Wednesday, 2 April 2014
Perhaps it makes me a film philistine (Filmistine?) but I'm not a huge fan of Stanley Kubrick. His films are gorgeously shot, it's true, but there's more to being a great director than a keen eye for visual composition. Spartacus is a film Kubrick himself disowned and refused to consider part of his canon, because he did not have complete control of the production. Given my generally ambivalent feelings about Kubrick's projects, this lack of control may be a contributing factor to why I like it.
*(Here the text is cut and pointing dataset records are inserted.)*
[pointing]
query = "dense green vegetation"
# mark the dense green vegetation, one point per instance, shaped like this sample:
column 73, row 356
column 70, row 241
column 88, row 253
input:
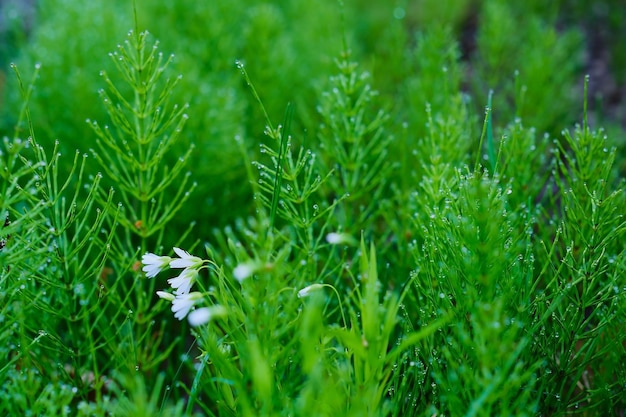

Kubrick's attitude toward the film is ironic given that it not only established his career as a 'big picture' director, but because he was reportedly eager to claim the screenwriting credit for it. The film was actually written by Dalton Trumbo, a communist who was blacklisted by Hollywood after refusing to give evidence against other possible socialists in the film industry. When discussion turned to who should be credited for the script, Kubrick suggested himself. Star Kirk Douglas found Kubrick's enthusiasm for taking the credit distasteful and instead insisted that Trumbo get the credit in his own name. The move prompted anti-communist picket lines at some cinemas, a protest that collapsed only when the newly elected John F Kennedy crossed one such picket line to see the film. It would subsequently emerge that Trumbo had won an Oscar while blacklisted, under the pseudonym 'Richard Rich'.
I think it's worthwhile knowing about Trumbo's politics, the 11 months he spent in jail and the 13 years he spent having to ply his trade in secret, when watching Spartacus. The film's most famous scene ("I'm Spartacus!") has strong resonance when you consider that Trumbo was blacklisted for refusing to name names. You might even be tempted to draw parallels between the whole concept of a slave rebellion and that of a worker's revolution.
Putting the off-screen drama aside, how's the movie? Well, it's long, and has rather a lot less action than I remember from seeing it as a young 'un, but it lives up to its epic ambitions. The battle scene in particular, when it finally does happen, is very well done. Cast-wise, Douglas is good as the stoic Spartacus, and he's surrounded by talented actors at all levels, though Peter Ustinov outshines them all as Batiatus, owner of the gladiatorial school where Spartacus's uprising begins. My only real complaint is that it is sometimes a little obvious when the 'outdoor' scenes are actually being filmed on a soundstage, but that's a pretty minor quibble.
Renowned films can often be a disappointment, but this one was not. Well worth a look.